Walter chuckled. “That’s acne, kid. Billy Gus’s balls dropped early. He got his first gray hair when he was seventeen.”

“You said balls.”

“Yes I did.”

Walter looked across the street. A penny-candy store with gold lettering on its windows was bustling with customers. Mostly kids, teenagers. The candy man liked to put chocolate flakes on his root beer floats, so it was a favorite treat and even attracted kids from two towns over. The store had gone out of business when Walter left for college. He’d come back the summer before his senior year, craving root beer, but a clothing department store had bought out the building a few months prior. Kids grew up, he supposed.

“I shared half of my licorice with Betty Singleton and she let me look under her skirt.”

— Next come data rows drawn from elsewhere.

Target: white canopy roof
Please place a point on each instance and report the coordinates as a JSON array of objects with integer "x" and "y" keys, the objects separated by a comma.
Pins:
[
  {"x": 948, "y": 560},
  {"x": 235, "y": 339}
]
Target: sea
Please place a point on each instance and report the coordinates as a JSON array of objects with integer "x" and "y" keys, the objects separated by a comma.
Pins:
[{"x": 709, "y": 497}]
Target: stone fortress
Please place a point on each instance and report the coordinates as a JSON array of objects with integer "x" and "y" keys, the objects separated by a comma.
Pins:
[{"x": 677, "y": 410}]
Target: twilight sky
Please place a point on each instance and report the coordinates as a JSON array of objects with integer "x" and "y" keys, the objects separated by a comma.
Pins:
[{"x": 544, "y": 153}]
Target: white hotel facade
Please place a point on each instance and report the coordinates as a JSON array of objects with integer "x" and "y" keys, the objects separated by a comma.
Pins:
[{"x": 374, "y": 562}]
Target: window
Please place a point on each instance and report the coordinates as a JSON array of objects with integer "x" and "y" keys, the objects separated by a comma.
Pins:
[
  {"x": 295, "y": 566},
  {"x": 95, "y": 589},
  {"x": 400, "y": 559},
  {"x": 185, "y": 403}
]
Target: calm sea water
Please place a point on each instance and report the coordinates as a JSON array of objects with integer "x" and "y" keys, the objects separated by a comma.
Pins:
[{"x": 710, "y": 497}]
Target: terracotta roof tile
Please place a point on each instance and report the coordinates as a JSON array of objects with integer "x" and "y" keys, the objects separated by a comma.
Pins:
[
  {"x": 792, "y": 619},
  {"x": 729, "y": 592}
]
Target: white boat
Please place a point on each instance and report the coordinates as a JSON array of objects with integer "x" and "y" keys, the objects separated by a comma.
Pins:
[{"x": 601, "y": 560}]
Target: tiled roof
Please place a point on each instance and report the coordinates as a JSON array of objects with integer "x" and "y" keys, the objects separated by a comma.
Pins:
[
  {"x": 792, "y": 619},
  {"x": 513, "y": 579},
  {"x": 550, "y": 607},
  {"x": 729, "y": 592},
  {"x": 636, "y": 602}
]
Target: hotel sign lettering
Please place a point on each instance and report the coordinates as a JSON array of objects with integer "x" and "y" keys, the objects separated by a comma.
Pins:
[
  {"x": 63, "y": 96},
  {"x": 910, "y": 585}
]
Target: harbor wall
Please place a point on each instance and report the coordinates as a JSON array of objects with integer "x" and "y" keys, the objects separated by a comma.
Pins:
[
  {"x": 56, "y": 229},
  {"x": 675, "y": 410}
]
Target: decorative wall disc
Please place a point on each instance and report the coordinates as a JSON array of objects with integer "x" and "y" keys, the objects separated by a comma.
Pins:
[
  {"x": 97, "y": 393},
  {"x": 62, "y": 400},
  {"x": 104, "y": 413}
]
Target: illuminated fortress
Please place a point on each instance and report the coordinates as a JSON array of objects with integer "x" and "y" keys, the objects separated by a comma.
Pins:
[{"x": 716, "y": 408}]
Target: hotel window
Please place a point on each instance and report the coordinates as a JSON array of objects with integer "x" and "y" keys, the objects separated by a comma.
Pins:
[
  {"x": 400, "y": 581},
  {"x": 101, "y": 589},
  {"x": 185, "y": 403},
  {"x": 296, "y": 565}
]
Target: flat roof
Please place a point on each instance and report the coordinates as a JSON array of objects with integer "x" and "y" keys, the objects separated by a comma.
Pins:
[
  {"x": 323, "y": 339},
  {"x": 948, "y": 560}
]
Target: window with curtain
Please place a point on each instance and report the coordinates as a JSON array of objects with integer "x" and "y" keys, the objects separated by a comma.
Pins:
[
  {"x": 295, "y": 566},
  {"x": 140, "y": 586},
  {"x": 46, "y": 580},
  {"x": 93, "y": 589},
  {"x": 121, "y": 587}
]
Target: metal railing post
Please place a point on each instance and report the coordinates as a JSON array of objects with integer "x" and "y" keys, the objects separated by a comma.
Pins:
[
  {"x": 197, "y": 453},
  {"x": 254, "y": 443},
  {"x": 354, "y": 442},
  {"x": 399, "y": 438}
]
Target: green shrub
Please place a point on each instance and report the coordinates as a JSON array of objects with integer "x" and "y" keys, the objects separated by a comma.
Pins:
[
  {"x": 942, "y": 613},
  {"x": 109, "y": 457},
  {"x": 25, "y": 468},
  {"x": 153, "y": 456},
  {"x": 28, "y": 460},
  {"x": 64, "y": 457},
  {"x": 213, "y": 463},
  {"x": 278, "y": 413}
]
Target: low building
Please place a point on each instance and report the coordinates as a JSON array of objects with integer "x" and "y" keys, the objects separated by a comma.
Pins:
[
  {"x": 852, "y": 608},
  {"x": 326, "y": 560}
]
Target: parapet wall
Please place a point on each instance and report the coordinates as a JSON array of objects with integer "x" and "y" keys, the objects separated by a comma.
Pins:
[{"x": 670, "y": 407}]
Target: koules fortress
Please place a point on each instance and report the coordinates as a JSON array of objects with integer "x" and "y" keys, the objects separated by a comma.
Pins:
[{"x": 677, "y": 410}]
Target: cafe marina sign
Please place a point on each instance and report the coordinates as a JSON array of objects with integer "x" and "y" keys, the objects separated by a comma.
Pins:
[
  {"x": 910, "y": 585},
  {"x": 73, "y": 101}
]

Walter laughed outright, running a weary hand over his face. “Betty Singleton.” He remembered her. Blonde hair, red ribbons, first girl he’d ever declared cootie free. She’d moved away before high school, and by that time, there were other girls that would do a lot more than just let him look under their skirts. “She lets you kiss her in the fourth grade.”

“Really?” Wally grinned so big his bright white teeth flashed like twinkling stars. Walter laughed at the excitement. “Wait ‘til I tell Tucker!”

Walter’s face fell. He looked away from Wally, sighing heavily. “Tucker dies this summer.”

“What?” Wally’s face was still smiling, thinking it a joke. When Walter doesn’t smile or laugh or wink, the boy’s face falls too, matching the sad, teary eyed look on the elder’s face. “Tucker can’t die.”

“Hate to break it to you kid, but he can and he does. You’re brother’s not the invincible super hero you think he is.”

“How does he die?” Wally asks, his voice cracking.

“He drowns. In the quarry. You dare him to jump off the ledge and he jumps and he cracks his head open on a rock and you’re there and you watch him thrash and bleed and float and you run to get help but you’re not fast enough and he dies.”

Wally is quiet before he wipes his runny nose on the sleeve of his shirt. “That’s awful.”

Walter nods. “Yeah.”

“So I kill him?”

Walter sighs. “You think so for a long time. But you’re just a kid. You were just doing what kids do. Nobody blames you but yourself.”

“Do you blame me?”

“Not anymore.”

The two sit quietly for a long while, lost in their thoughts, picking mud and gum and god knows what else off the bottoms of their shoes. Wally finally looks up. “Are you dying?”

“I think so.”

“Are you scared?”

“A little.”

“Do you think Tucker will be scared?”

“Yeah.”

“I don’t want to die.”

“Neither do I.”

Walter looks to the road again. The candy store is gone. The building is different, changed, grown into a shopping strip. The world seems darker.

Wally is crying.

“You live a good, long life.”

He goes to sleep on the sidewalk and wakes up hours later in a semi-comfortable bed. The lights are dim and there’s an annoying beeping, but he’s breathing and thinking and he’s alive. Someone squeezes his hand.

“Dad?” Walter turns and looks at his eldest son. He smiles. “Oh thank god. You had a heart attack while you were out on your walk. You really scared us.”

“It’s alright, Tucker, I’m not done yet.”